Cortes da Educação despertam as ruas contra Bolsonaro

Milhares de pessoas foram às ruas para protestar em 26 Estados, nos primeiros grandes protestos nacionais contra o presidente. Dos EUA, mandatário chamou manifestantes de "idiotas úteis"

El País
NELSON ALMEIDA (AFP)
Protesto na av. Paulista contra os cortes na Educação

Protesto na av. Paulista contra os cortes na Educação

As ruas despertaram contra Jair Bolsonaro. Os cortes no Ministério da Educação somados à retórica belicosa do Governo contra as universidades, consideradas antros “esquerdistas”, levaram milhares de pessoas a marchar pelas capitais e médias cidades espalhadas por 26 Estados. Foi o primeiro protesto nacional contra o presidente de extrema direita que está há quatro meses e meio no poder. A jornada produziu, mesmo sem números consolidados de participação, imagens do descontentamento precoce com o Planalto num país que se acostumou desde 2013 a analisar manifestações como um termômetro político. Receberam de Bolsonaro, que está em viagem a Dallas, nos EUA, uma resposta que questionava a legitimidade do movimento e inflamava a polarização. “A maioria ali é militante. Se você perguntar a fórmula da água, não sabe, não sabe nada. São uns idiotas úteis que estão sendo usados como massa de manobra de uma minoria espertalhona que compõe o núcleo das universidades federais no Brasil”, disse o presidente.

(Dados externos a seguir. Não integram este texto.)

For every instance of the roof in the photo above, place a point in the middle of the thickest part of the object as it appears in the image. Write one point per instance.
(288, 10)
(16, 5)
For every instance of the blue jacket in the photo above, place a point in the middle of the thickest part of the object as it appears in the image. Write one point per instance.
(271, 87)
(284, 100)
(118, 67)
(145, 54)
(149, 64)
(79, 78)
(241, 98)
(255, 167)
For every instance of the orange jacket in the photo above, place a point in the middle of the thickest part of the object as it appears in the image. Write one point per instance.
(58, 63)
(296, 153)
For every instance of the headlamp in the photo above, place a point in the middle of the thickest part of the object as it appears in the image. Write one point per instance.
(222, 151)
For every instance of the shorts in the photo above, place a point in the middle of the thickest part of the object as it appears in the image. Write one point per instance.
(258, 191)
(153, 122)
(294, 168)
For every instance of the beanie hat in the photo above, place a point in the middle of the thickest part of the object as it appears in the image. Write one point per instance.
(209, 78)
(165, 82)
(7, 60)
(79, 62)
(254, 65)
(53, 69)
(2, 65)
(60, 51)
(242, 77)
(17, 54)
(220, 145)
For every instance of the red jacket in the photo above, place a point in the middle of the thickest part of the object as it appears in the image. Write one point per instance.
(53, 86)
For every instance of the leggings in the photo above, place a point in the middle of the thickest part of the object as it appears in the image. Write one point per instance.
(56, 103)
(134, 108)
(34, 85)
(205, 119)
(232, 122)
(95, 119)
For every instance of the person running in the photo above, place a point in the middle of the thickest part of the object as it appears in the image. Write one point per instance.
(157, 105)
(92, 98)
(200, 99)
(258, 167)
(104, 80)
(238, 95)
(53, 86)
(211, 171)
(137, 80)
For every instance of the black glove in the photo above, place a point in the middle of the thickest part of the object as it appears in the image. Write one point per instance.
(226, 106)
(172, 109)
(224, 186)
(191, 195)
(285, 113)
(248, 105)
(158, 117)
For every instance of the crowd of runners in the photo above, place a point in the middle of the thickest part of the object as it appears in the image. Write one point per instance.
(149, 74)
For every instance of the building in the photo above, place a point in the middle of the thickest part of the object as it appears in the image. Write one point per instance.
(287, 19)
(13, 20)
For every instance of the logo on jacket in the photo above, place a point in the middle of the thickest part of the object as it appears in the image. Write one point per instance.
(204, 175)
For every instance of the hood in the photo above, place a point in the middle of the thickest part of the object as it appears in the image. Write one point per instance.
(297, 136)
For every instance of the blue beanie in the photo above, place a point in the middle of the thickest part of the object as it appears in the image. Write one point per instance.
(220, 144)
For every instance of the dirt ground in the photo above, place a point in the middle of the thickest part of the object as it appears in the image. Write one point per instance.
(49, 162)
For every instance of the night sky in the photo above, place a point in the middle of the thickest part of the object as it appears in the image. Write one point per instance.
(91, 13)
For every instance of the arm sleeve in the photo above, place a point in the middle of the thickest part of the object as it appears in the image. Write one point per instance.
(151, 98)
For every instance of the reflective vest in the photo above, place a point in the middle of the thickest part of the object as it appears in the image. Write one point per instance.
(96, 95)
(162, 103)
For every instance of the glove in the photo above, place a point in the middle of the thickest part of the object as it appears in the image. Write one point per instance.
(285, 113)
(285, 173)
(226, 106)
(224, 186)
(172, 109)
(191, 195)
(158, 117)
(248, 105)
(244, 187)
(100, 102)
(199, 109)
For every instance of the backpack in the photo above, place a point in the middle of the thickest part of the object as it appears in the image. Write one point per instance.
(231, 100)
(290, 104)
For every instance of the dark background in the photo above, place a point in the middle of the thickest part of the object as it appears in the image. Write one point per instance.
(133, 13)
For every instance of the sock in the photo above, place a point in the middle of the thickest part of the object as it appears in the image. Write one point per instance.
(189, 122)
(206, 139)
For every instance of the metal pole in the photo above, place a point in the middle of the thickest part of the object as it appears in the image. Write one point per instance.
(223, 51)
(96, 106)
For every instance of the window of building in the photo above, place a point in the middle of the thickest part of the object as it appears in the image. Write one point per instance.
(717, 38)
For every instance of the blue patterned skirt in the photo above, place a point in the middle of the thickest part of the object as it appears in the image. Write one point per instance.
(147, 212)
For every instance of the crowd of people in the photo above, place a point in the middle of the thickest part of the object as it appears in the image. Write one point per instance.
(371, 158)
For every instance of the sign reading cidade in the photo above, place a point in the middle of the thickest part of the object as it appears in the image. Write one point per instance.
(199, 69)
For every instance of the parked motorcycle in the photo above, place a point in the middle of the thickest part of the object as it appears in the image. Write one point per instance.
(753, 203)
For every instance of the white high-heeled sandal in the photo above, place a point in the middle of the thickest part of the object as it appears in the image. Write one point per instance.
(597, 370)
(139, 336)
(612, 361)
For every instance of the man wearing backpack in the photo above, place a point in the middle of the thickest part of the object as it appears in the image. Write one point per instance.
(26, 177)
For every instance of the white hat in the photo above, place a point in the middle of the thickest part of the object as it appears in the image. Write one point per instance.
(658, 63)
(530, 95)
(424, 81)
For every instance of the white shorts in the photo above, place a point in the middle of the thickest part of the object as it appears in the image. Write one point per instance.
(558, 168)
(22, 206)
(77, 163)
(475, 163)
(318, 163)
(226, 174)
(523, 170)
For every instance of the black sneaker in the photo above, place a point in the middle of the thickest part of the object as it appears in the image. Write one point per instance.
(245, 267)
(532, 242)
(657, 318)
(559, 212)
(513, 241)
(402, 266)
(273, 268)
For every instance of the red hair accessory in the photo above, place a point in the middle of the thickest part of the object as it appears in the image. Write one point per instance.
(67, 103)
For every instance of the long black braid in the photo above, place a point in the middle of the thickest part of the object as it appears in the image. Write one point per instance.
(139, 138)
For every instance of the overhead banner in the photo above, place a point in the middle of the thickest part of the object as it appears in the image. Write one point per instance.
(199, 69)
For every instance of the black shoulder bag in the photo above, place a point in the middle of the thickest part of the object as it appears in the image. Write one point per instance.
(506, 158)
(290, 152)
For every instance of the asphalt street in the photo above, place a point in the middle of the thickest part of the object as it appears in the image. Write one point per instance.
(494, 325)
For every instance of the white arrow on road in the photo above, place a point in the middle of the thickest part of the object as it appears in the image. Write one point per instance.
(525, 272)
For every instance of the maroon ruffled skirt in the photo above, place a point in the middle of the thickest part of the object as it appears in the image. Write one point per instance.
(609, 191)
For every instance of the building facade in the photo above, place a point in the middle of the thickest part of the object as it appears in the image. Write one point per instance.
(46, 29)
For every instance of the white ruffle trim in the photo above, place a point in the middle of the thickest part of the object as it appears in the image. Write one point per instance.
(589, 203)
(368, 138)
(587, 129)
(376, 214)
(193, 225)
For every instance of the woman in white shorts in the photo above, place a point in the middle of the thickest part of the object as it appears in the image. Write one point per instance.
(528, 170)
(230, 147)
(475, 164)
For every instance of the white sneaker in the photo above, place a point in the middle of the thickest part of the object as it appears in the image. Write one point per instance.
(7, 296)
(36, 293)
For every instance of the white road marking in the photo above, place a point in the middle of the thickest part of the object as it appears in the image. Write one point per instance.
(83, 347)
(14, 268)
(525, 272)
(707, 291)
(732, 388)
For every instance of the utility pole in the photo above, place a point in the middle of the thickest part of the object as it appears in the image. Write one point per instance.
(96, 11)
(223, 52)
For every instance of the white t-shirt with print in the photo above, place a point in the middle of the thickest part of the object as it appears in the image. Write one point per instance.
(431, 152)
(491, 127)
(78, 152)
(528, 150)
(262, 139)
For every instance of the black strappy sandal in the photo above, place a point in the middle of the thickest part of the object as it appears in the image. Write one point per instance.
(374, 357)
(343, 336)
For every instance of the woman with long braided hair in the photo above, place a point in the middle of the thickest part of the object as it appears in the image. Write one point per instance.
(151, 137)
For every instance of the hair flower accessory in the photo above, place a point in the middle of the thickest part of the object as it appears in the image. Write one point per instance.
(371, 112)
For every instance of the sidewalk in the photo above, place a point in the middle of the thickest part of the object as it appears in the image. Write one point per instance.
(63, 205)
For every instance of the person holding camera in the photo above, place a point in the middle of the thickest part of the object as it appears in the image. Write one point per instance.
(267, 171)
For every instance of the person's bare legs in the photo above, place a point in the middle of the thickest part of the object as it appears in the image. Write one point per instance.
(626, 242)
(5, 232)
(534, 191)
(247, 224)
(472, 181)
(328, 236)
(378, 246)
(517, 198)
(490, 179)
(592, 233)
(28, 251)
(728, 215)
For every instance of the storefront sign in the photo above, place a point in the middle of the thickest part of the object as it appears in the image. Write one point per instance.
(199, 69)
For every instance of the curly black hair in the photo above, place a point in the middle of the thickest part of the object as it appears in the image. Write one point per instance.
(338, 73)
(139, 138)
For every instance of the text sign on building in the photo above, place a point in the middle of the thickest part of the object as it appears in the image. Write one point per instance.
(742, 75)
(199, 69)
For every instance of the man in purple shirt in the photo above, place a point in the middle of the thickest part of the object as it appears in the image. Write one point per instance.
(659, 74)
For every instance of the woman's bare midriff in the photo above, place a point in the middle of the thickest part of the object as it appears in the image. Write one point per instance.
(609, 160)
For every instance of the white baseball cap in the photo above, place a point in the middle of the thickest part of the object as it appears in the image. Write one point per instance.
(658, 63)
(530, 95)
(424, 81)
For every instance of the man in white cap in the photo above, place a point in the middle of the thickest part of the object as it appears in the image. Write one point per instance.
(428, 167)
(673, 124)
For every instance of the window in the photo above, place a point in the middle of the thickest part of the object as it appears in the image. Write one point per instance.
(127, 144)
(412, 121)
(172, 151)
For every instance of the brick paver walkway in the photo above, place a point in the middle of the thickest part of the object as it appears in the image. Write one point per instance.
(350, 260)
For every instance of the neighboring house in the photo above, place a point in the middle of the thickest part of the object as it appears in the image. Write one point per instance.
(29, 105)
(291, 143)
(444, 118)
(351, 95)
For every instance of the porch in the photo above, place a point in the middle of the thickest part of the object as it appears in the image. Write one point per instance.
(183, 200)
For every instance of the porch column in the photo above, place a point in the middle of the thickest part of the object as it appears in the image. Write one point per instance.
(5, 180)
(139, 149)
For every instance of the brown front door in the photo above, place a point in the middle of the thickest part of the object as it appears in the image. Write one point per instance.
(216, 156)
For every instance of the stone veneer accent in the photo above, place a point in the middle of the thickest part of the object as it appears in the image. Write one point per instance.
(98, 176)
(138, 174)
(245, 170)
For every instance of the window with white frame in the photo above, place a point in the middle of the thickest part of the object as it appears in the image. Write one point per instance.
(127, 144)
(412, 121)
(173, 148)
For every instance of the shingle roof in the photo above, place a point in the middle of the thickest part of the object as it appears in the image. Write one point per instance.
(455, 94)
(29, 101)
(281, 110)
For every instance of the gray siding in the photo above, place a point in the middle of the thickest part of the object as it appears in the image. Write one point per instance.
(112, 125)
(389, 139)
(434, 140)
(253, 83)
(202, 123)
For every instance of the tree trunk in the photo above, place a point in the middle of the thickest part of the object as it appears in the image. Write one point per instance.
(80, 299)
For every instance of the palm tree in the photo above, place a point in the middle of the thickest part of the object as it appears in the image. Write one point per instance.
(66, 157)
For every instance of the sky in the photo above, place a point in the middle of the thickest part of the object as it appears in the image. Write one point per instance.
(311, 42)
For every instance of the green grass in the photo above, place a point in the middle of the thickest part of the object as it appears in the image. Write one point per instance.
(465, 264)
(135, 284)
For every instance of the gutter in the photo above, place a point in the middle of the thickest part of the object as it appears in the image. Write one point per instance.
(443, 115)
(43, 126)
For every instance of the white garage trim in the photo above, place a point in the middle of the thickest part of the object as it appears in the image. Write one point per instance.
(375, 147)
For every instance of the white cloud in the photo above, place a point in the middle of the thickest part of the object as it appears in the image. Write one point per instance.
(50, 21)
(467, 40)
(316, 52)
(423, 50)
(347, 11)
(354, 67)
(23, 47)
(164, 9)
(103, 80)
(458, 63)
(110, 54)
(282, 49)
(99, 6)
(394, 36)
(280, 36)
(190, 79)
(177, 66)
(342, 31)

A frase provocadora ecoaria nos cartazes que estudantes e professores levaram às ruas pelo país ao longo do dia. “H20, seu bocó”, exibia um estudante em Santa Maria, no Rio Grande do Sul. Os cartazes, foram, de novo, um símbolo do dia, martelando a educação como um valor a ser defendido por todos, um totem ao qual é difícil se opor — assim como as palavras de ordem contra a corrupção foram na campanha do impeachment de Dilma Rousseff. As mensagens mais criativas disputaram atenção e compartilhamentos com outro símbolo da capilarização dos manifestações deste 15 de maio: em vez de apenas imagens das capitais, fez sucesso a procissão de guarda-chuvas do protesto na chuvosa Viçosa, um polo universitário no interior de Minas Gerais.

Não faltaram também imagens da multidão da avenida Paulista, local emblemático da força popular desde 2013 — embora com participação menor do que no impeachment. “É um absurdo o que o Bolsonaro diz, uma ofensa a nós que viemos às ruas. Ele quer acabar com o país e não tem respeito nenhum”, dizia a bibliotecária Vanessa Martins, que participava do protesto na capital paulista. Martins estudou na Universidade Federal de São Carlos e disse que estava na rua para apoiar estudantes que, assim como ela, só se formaram graças à universidade pública.

“Esta é nossa reação a uma tentativa de ataque à pesquisa”, dizia a estudante de Letras da Universidade de São Paulo Raquel Guets, enquanto segurava um cartaz com a frase “Lute como uma pesquisadora” e o nome do projeto que integra, afetado pelos cortes do Governo federal. Com 24 membros, a pesquisa Mulheres na América Portuguesa tenta reconstruir a história do Brasil por meio de cartas e outros textos escritos por mulheres que compõem diferentes acervos públicos. O projeto, que existe desde 2017, ganhou um edital da Capes, mas os 13.000 reais que garantiriam uma bolsista remunerada pelos próximos três anos foram bloqueados no contingenciamento do Governo. “Agora a gente está tentando algum financiamento internacional, porque não acreditamos mais em conseguir investimento do Brasil”, disse uma das coordenadoras do projeto.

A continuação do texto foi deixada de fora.